姉さんの気怠げな、けれどよく通る声が演習場に響いた。

その合図と同時だった。

 

「――行きますっ!」

 

地を蹴る鋭い踏み込みの音と共に、セドリックが一気に距離を詰めてくる。

彼が手にする幅の広い剣が、大きく、しかし恐ろしいほどの鋭さを持って俺へと振り下ろされた。

俺は腰のホルダーから二本の大型ナイフを瞬時に引き抜くと、それらを十字に交差させて頭上に構える。

ガギィィィッ!!という甲高い金属音が地下空間に反響した。

十字の中心、支点を潰すように刃を押し付け、セドリックの重い一撃を真正面から受け止める。

 

(……重い。
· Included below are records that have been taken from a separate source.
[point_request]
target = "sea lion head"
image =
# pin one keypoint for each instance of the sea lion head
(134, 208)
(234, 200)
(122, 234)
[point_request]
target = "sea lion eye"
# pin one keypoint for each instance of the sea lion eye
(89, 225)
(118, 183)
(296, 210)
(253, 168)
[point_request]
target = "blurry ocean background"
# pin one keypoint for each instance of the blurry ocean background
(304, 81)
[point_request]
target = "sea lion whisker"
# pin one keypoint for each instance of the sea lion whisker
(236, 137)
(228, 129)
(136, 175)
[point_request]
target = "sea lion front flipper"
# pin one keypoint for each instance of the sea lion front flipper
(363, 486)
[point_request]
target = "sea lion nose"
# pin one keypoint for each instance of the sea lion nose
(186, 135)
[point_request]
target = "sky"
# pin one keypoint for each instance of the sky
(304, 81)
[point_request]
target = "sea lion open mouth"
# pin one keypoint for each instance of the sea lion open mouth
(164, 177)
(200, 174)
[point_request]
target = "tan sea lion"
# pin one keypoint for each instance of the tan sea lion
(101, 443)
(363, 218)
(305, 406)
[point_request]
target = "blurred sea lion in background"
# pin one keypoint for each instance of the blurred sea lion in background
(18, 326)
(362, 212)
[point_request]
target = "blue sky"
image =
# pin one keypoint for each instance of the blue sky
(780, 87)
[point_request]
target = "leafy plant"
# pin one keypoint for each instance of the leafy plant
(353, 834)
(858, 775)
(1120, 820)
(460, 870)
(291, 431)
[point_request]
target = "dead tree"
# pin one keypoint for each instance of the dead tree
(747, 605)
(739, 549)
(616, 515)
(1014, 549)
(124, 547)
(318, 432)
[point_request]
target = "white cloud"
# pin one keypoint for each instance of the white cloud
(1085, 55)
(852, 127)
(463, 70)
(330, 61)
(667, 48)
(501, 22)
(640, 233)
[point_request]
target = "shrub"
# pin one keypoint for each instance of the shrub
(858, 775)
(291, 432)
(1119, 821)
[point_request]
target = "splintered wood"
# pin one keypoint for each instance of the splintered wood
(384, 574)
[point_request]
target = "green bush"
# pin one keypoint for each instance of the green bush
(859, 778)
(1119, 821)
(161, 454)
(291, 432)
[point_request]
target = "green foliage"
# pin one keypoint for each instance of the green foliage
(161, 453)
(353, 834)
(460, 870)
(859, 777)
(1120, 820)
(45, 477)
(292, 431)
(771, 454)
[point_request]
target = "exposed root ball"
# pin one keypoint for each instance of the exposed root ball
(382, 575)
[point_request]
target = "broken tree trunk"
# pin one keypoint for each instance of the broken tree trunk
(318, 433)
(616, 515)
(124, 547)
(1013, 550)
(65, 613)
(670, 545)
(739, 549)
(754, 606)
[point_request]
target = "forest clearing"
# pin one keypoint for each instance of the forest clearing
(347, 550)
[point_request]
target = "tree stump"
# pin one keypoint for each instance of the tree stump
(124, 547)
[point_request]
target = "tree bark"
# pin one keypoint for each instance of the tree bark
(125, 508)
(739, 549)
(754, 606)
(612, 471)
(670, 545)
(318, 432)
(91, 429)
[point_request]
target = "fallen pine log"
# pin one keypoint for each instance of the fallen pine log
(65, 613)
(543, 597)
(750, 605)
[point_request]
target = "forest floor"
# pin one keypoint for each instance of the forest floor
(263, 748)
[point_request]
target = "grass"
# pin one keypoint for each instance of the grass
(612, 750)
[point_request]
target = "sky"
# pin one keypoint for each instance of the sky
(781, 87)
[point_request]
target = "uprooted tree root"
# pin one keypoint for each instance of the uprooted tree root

剛剣、か……!)

 

ギリギリと金属が軋む音を立てながら、セドリックの剣術を肌で感じ取り、思考を巡らせる。

俺は帝国の剣術流派に明るいわけではないが、いくつかの体系があることくらいは知っている。

この力強く直線的な剣筋は、一度対峙したルーファスさんの、どこまでも洗練された宮廷剣術とは明らかに違う。

しかし、決して粗製濫造な力任せの剣ではなく、体系としてしっかりと確立された強靭な『剛』の剣だった。

 

「はあああっ!」

 

セドリックが裂帛の気合いと共に、さらに重い連撃を繰り出してくる。

俺は二本の分厚いナイフを巧みに重ねて受け流し、致命傷となる軌道だけを確実に逸らしていく。

 

あのバベル事変の最中、俺が握っていた『可変式スタンハルバード』は、今、手元にはない。

あの崩壊の中でどうなったかすら把握していないのだ。もしかしたら特務支援課の皆さんが拾ってくれて、俺の墓標代わりにでもなっているかもしれない。

今はとりあえず、結社の武器庫から見繕ったありあわせの武器で間に合わせているが……まあ、元々俺は武器には括っていないし。さして困ることはない。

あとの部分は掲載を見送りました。